Mr Knowles and his successor, Frank Sartor, have steadfastly refused to make the report public.

By law, Mr Cleland can release the report at a time of his choosing, but convention has seen previous commission of inquiry reports made public only with ministerial consent.

Mr Sartor told a NSW parliamentary estimates committee last week that he would not release the report until he had made a decision on the port’s future.


Asked by the Greens MP Sylvia Hale if it was important that the public has access to the report, Mr Sartor said it was, but it was also important not to produce “just part of the information and create a slanted view”.

Joan Staples, who is leading an anti-expansion campaign called Save Botany Beach, said the report should be released to allow informed public discussion of the proposal.

“Transparent development of public policy on such a major issue requires further public debate, especially as there have been further significant developments in recent months,” she said.

In evidence before the inquiry, the Department of Planning backtracked on its earlier support for Sydney Ports’ 63-hectare expansion, saying it could back only a 47-hectare boost to the container facilities, that it should be done in stages, and that thorough environmental assessments should be done at regular intervals during construction.

The inquiry also heard wildly fluctuating estimates on the capacity of the port, which at present sees 1.2 million container movements a year.

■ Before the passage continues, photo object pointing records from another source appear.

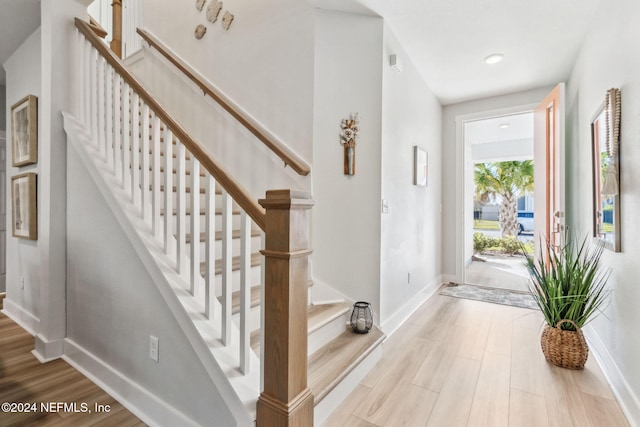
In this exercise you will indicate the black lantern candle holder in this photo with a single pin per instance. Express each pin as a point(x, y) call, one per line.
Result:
point(361, 317)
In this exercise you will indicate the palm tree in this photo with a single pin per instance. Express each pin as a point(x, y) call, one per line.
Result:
point(507, 180)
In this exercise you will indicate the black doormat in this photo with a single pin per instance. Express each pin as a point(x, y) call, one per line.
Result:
point(487, 294)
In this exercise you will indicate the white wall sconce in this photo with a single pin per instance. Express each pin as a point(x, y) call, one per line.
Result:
point(395, 63)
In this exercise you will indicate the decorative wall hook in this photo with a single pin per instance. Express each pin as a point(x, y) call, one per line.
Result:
point(348, 139)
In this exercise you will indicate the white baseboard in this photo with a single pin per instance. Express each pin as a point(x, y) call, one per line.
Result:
point(139, 401)
point(341, 392)
point(449, 278)
point(390, 325)
point(628, 400)
point(48, 350)
point(26, 320)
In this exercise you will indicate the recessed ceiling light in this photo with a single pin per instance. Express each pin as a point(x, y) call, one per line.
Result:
point(494, 58)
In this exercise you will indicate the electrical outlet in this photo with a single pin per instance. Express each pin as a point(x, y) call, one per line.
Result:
point(385, 206)
point(153, 348)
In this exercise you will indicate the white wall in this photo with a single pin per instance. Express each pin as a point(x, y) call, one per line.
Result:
point(239, 152)
point(264, 62)
point(410, 231)
point(346, 217)
point(24, 257)
point(500, 151)
point(610, 57)
point(114, 306)
point(3, 107)
point(453, 241)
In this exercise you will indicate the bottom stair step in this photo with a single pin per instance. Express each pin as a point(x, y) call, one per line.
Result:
point(328, 366)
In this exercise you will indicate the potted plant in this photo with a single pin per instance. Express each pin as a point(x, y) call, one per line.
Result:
point(569, 287)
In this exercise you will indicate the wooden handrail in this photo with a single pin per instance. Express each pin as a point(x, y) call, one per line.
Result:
point(271, 141)
point(253, 209)
point(116, 28)
point(97, 28)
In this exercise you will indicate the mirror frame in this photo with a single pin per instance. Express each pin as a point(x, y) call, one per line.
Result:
point(596, 172)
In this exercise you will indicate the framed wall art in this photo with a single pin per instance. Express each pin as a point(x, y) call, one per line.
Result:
point(420, 167)
point(24, 131)
point(24, 206)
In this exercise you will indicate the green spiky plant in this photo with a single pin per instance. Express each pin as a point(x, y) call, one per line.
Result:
point(569, 283)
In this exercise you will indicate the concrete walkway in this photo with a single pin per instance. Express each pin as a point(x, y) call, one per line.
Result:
point(499, 271)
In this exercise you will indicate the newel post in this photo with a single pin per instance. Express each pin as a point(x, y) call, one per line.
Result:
point(116, 26)
point(286, 400)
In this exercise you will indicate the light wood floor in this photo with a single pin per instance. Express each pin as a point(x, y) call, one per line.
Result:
point(467, 363)
point(25, 380)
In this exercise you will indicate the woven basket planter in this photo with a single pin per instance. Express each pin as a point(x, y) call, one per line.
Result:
point(566, 349)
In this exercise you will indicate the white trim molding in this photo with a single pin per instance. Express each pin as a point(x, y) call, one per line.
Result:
point(148, 407)
point(397, 319)
point(26, 320)
point(627, 399)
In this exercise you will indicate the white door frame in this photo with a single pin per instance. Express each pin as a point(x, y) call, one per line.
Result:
point(3, 213)
point(464, 208)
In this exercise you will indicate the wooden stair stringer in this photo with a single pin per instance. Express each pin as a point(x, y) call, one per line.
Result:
point(332, 363)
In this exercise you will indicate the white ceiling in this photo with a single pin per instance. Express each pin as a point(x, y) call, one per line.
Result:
point(18, 20)
point(447, 40)
point(520, 127)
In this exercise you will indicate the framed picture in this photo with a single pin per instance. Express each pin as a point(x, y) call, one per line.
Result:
point(23, 206)
point(420, 167)
point(24, 131)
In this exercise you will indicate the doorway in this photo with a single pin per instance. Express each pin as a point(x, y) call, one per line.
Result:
point(549, 157)
point(501, 167)
point(3, 212)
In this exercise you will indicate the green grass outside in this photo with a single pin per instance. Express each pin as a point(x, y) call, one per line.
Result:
point(481, 224)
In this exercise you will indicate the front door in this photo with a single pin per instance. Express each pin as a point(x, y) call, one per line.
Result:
point(549, 168)
point(3, 212)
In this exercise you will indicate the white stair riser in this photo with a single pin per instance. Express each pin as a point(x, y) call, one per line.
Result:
point(235, 223)
point(341, 392)
point(235, 247)
point(254, 279)
point(254, 318)
point(321, 336)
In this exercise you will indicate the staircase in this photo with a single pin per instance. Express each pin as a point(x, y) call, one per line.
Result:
point(233, 272)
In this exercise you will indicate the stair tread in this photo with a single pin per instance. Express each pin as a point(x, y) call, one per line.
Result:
point(203, 211)
point(175, 189)
point(320, 315)
point(235, 300)
point(235, 234)
point(328, 366)
point(317, 316)
point(256, 259)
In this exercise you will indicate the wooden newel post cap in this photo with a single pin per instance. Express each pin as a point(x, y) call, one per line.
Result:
point(286, 199)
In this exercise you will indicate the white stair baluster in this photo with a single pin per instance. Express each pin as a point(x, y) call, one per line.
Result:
point(126, 137)
point(144, 170)
point(245, 292)
point(108, 122)
point(262, 308)
point(94, 95)
point(195, 224)
point(79, 78)
point(135, 150)
point(168, 195)
point(226, 268)
point(86, 91)
point(101, 113)
point(117, 134)
point(180, 209)
point(156, 178)
point(210, 248)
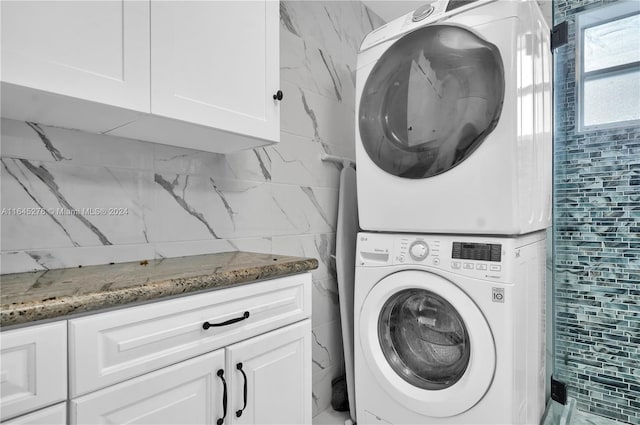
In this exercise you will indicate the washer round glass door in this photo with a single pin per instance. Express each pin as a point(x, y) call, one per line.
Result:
point(427, 343)
point(430, 100)
point(424, 339)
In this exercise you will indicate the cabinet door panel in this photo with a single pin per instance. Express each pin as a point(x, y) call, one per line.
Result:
point(34, 368)
point(54, 415)
point(186, 393)
point(278, 370)
point(110, 347)
point(216, 63)
point(97, 50)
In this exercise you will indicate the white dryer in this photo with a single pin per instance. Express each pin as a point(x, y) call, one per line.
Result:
point(453, 120)
point(449, 329)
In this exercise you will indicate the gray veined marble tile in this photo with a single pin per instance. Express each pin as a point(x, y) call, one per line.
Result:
point(308, 66)
point(328, 122)
point(73, 212)
point(298, 159)
point(305, 209)
point(51, 144)
point(320, 246)
point(325, 302)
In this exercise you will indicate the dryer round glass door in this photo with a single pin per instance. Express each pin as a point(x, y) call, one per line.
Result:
point(430, 101)
point(427, 343)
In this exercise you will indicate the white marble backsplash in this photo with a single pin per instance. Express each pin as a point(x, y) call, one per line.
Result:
point(71, 198)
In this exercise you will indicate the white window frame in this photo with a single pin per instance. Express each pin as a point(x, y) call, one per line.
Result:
point(588, 19)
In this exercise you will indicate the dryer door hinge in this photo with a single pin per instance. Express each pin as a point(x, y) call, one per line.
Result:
point(559, 35)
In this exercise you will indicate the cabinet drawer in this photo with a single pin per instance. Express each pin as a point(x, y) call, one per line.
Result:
point(54, 415)
point(34, 368)
point(111, 347)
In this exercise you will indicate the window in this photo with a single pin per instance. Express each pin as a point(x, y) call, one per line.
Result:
point(608, 66)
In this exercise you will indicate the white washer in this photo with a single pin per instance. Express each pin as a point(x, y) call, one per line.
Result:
point(449, 329)
point(453, 120)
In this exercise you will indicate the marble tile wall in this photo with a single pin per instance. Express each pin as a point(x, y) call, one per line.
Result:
point(71, 198)
point(597, 250)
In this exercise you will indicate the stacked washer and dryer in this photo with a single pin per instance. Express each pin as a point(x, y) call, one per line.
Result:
point(453, 146)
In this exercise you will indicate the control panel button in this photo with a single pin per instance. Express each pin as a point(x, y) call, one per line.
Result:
point(419, 250)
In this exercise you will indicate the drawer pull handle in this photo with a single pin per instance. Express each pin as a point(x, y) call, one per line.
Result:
point(239, 412)
point(207, 325)
point(220, 421)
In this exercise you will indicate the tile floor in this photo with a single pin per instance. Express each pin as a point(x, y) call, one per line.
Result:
point(558, 415)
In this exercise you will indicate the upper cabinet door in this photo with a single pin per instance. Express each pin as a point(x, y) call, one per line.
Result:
point(216, 63)
point(90, 50)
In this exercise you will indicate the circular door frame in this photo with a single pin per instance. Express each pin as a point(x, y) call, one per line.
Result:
point(477, 378)
point(409, 153)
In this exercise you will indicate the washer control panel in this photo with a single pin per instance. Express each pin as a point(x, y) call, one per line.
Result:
point(418, 250)
point(468, 255)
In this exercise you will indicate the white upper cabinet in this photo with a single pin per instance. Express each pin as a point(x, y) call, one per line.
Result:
point(196, 74)
point(216, 64)
point(87, 51)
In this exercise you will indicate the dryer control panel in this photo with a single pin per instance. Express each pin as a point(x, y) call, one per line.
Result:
point(474, 256)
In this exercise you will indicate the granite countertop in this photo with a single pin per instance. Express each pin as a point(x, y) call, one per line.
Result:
point(50, 294)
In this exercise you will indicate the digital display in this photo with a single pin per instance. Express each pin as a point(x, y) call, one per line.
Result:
point(454, 4)
point(477, 251)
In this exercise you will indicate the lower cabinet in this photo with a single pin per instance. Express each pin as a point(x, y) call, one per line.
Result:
point(33, 366)
point(262, 380)
point(239, 355)
point(53, 415)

One of the stevedores, Patrick Corporation, said present facilities could see 8 million movements.

Last year, the Herald published the contents of a leaked state cabinet report which said there would be a tripling of truck movements by 2021, even if incentives were given to firms to move freight by train.

The Government, which has appointed the former Labor politician Laurie Brereton to devise a comprehensive freight strategy, has floated the idea of a $30-per-container levy to pay for upgrades to local roads and rail tracks.

At a separate estimates hearing, the Minister for Ports and Waterways, Eric Roozendaal, fended off questions on the terminal’s future, despite Ms Hale arguing it was vital for him to take an interest in truck congestion if the terminal’s efficient operations were to be maintained.

When Ms Hale asked Mr Roozendaal to comment on a report by the Sea Freight Council of NSW that forecasts a rise in truck traffic at the port of between 3400 and 4600 vehicles a day, he dismissed her concerns as “obsessive”.